Ecosystem Accounts
Ecosystems are communities of plants, animals, microorganisms and their physical environment which interact together. Healthy ecosystems can improve our wellbeing and contribute to our economy, but this contribution is not always clear – and can be invisible to decision-makers.
Building on land accounts, ecosystem accounts give us the next level of detail on the environment, helping us to better describe changes in ecosystems and how such changes impact our wellbeing and our economy. As with the land accounts, the way that ecosystem ‘assets’ are distributed across the landscape is an important part of understanding their value.

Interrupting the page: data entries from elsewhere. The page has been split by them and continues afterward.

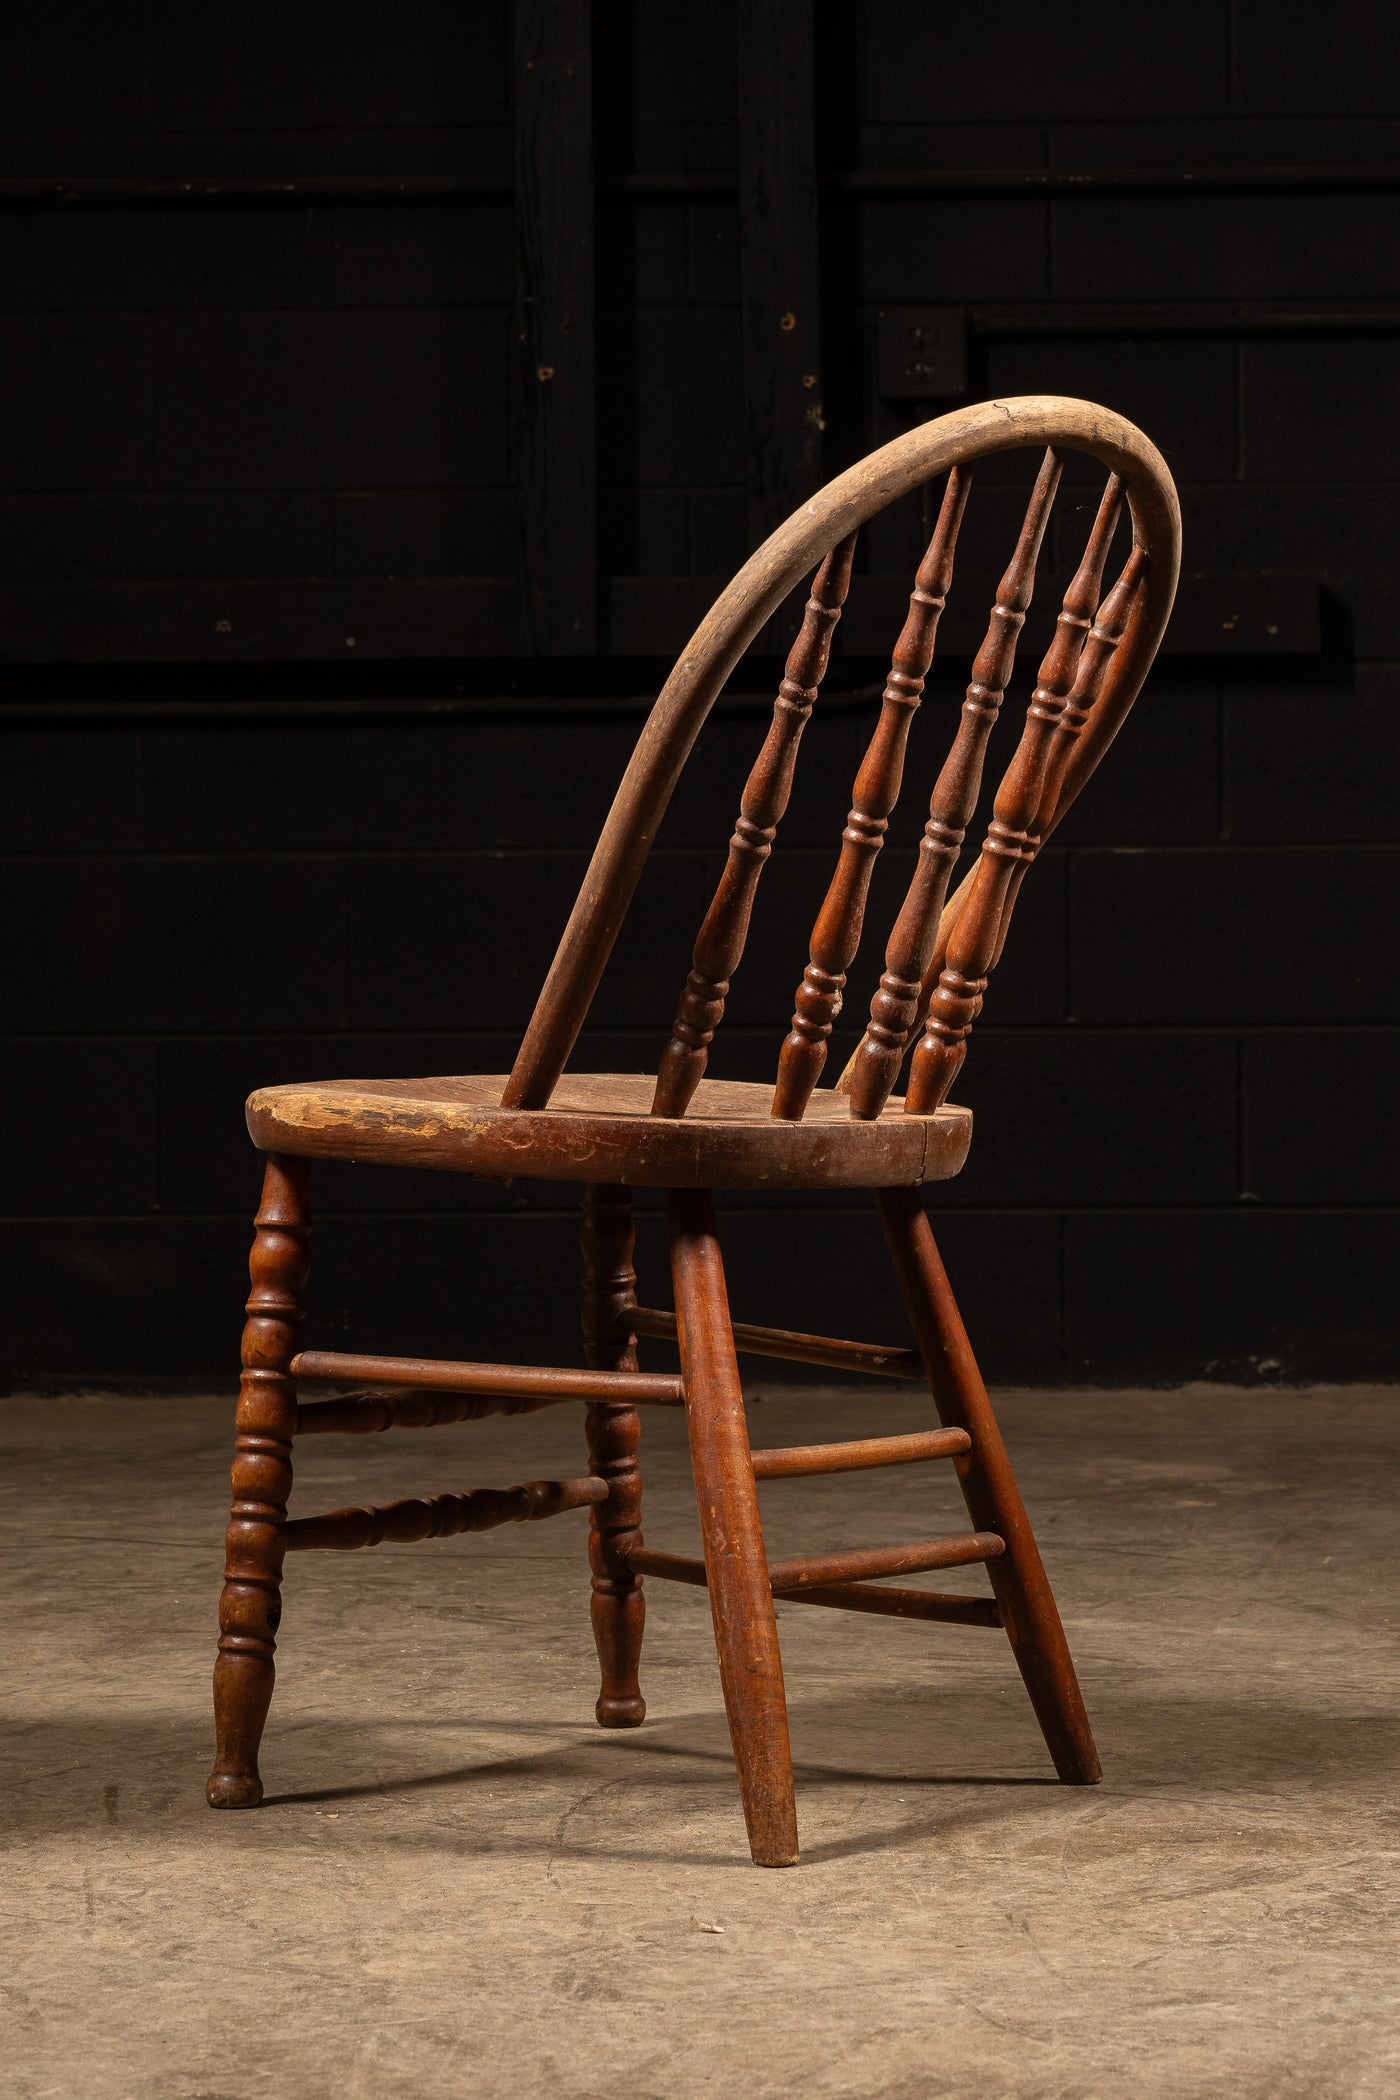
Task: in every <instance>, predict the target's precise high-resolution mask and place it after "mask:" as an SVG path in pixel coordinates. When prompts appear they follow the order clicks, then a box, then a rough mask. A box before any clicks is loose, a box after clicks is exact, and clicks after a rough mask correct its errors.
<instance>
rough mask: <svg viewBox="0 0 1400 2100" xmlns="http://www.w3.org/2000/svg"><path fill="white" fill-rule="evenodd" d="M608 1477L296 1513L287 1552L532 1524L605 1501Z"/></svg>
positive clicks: (439, 1495) (526, 1483) (416, 1539)
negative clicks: (595, 1478) (563, 1512)
mask: <svg viewBox="0 0 1400 2100" xmlns="http://www.w3.org/2000/svg"><path fill="white" fill-rule="evenodd" d="M607 1491H609V1485H607V1480H594V1478H584V1480H525V1483H523V1485H521V1487H476V1489H472V1491H470V1495H409V1497H407V1499H405V1501H386V1504H384V1506H382V1508H378V1510H330V1512H327V1514H325V1516H296V1518H292V1522H290V1525H288V1552H290V1554H298V1552H300V1554H309V1552H321V1550H332V1552H338V1554H355V1552H359V1550H361V1548H365V1546H384V1543H393V1546H418V1543H420V1539H455V1537H458V1535H460V1533H462V1531H495V1527H497V1525H533V1522H539V1518H544V1516H560V1514H563V1512H565V1510H584V1508H594V1506H596V1504H600V1501H607Z"/></svg>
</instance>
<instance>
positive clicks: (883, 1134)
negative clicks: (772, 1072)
mask: <svg viewBox="0 0 1400 2100" xmlns="http://www.w3.org/2000/svg"><path fill="white" fill-rule="evenodd" d="M504 1088H506V1073H489V1075H479V1073H472V1075H468V1077H445V1079H319V1081H315V1084H311V1086H269V1088H262V1090H260V1092H258V1094H254V1096H252V1098H250V1102H248V1130H250V1136H252V1140H254V1144H256V1147H258V1149H260V1151H264V1153H296V1155H302V1157H315V1159H376V1161H380V1163H384V1165H422V1168H445V1170H449V1172H458V1174H481V1176H485V1178H502V1180H504V1178H508V1176H514V1174H525V1176H533V1178H535V1180H577V1182H636V1184H640V1186H646V1189H896V1186H909V1184H913V1182H926V1180H949V1176H953V1174H957V1172H959V1168H961V1163H963V1159H966V1157H968V1144H970V1140H972V1111H970V1109H961V1107H947V1105H945V1107H942V1109H938V1111H936V1113H934V1115H905V1113H903V1111H905V1102H903V1098H900V1096H896V1098H892V1100H890V1102H888V1105H886V1109H884V1113H882V1115H879V1117H877V1119H875V1121H871V1123H863V1121H856V1119H852V1113H850V1098H848V1096H846V1094H837V1092H835V1088H819V1090H816V1092H814V1094H812V1098H810V1102H808V1109H806V1115H804V1117H802V1121H800V1123H785V1121H779V1119H775V1115H772V1086H756V1084H754V1081H747V1079H701V1084H699V1086H697V1090H695V1096H693V1100H691V1105H688V1109H686V1113H684V1115H651V1113H649V1111H651V1102H653V1094H655V1090H657V1081H655V1073H611V1071H581V1073H565V1077H563V1079H560V1081H558V1086H556V1088H554V1094H552V1098H550V1105H548V1109H502V1105H500V1100H502V1092H504Z"/></svg>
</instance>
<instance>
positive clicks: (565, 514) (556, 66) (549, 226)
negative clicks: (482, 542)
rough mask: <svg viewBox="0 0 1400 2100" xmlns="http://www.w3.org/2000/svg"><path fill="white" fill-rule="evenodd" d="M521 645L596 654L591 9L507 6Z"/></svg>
mask: <svg viewBox="0 0 1400 2100" xmlns="http://www.w3.org/2000/svg"><path fill="white" fill-rule="evenodd" d="M512 15H514V97H516V105H514V118H516V130H514V178H516V401H518V418H516V430H518V487H521V649H523V651H525V653H527V655H590V653H592V651H594V649H596V647H598V464H596V414H594V141H592V4H590V0H514V10H512Z"/></svg>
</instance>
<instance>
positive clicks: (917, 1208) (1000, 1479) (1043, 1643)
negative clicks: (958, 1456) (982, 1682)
mask: <svg viewBox="0 0 1400 2100" xmlns="http://www.w3.org/2000/svg"><path fill="white" fill-rule="evenodd" d="M875 1205H877V1210H879V1218H882V1224H884V1231H886V1241H888V1245H890V1256H892V1260H894V1270H896V1275H898V1283H900V1289H903V1294H905V1304H907V1308H909V1319H911V1325H913V1331H915V1336H917V1342H919V1348H921V1352H924V1361H926V1365H928V1380H930V1386H932V1392H934V1403H936V1407H938V1417H940V1422H942V1424H945V1428H961V1430H968V1434H970V1438H972V1451H968V1453H966V1457H959V1459H955V1466H957V1476H959V1483H961V1489H963V1499H966V1504H968V1514H970V1516H972V1522H974V1525H976V1527H978V1529H980V1531H997V1533H999V1535H1001V1537H1003V1539H1005V1554H1003V1556H1001V1558H999V1560H989V1562H987V1573H989V1575H991V1583H993V1590H995V1596H997V1602H999V1604H1001V1615H1003V1621H1005V1630H1007V1636H1010V1640H1012V1653H1014V1655H1016V1663H1018V1667H1020V1674H1022V1678H1024V1682H1026V1690H1028V1693H1031V1705H1033V1707H1035V1718H1037V1720H1039V1724H1041V1732H1043V1737H1045V1743H1047V1747H1049V1756H1052V1758H1054V1762H1056V1770H1058V1774H1060V1779H1064V1781H1066V1783H1068V1785H1079V1787H1091V1785H1094V1783H1096V1781H1098V1779H1102V1768H1100V1762H1098V1751H1096V1747H1094V1732H1091V1728H1089V1716H1087V1714H1085V1709H1083V1699H1081V1695H1079V1680H1077V1678H1075V1665H1073V1661H1070V1651H1068V1642H1066V1640H1064V1627H1062V1625H1060V1613H1058V1611H1056V1600H1054V1594H1052V1590H1049V1577H1047V1575H1045V1564H1043V1562H1041V1554H1039V1548H1037V1543H1035V1535H1033V1531H1031V1518H1028V1516H1026V1510H1024V1504H1022V1499H1020V1489H1018V1487H1016V1476H1014V1474H1012V1462H1010V1457H1007V1455H1005V1445H1003V1443H1001V1430H999V1428H997V1417H995V1415H993V1411H991V1401H989V1399H987V1386H984V1384H982V1373H980V1371H978V1365H976V1357H974V1354H972V1342H970V1340H968V1331H966V1327H963V1323H961V1317H959V1312H957V1304H955V1300H953V1291H951V1285H949V1279H947V1270H945V1266H942V1260H940V1258H938V1247H936V1243H934V1233H932V1226H930V1222H928V1218H926V1214H924V1205H921V1201H919V1193H917V1189H877V1191H875Z"/></svg>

The figure below illustrates the four ‘building blocks’ of ecosystem accounts: the measurement of stocks of biophysical assets; the condition of the ecosystem assets; the flows of goods and services that the ecosystem assets provide, and the estimated value of the assets and services to Australians.

The links between these four building blocks illustrates that benefits people receive from the environment are dependent on ecosystem type, size and health.
Some useful ecosystem accounting concepts are described on the website of the United Nations System of Environmental Economic Accounting.
Some decisions need more information than is available in land accounts. For example, a land account can quantify changes in forest cover, but will not describe the condition of the remaining forest, or quantify the impact of the change on local communities. Ecosystem accounts bring together a richer set of environmental information, enabling decision-makers to consider deeper links between social, economic and environmental change.
Some decisions require information to be presented in monetary forms (such as cost-benefit analysis) whereas others can rely on biophysical information (such as environmental impact assessment). Ecosystem accounts can support both types of decisions.
As with all types of environmental-economic accounts, a key strength of ecosystem accounts is consistency with economic statistics, including GDP. An ecosystem account could be combined with economic statistics from the ABS to understand the relationship between environmental change and the productivity of Australians, highlighting important interactions that are often hidden from decision-makers. This information may be used to better identify policies which separate or ‘decouple’ productivity from environmental harm.
The potential uses of ecosystem accounting are diverse, including:
- environmental policy making – helping to understand which policy alternative creates the greatest public benefit
- natural resource management – helping to understand the optimal balance of productivity and environmental outcomes
- planning, development and conservation activities – helping to understand the best location for an activity or development
- providing measurement frameworks for private sector investment – helping to understand (and report) both private and public benefits of an investment.
The Department is supporting several pilot projects to test approaches for measuring ecosystems and their services that can be used to ecosystem accounts. These pilots include projects in:
- Gunbower-Koondrook-Perricoota Forest Icon site – in partnership with the Murray-Darling Basin Authority.
- Box Gum Grassy Woodlands, with the Australian National University under the Threatened Species Hub of the National Environmental Science Program.
- Mitchell Catchment, with Griffith University under the Northern Hub of the National Environmental Science Program.
Pilot accounts from these projects are expected to be released in 2021. These pilot accounts will inform the development of future ecosystem accounting projects, including the feasibility and utility of national ecosystem accounts.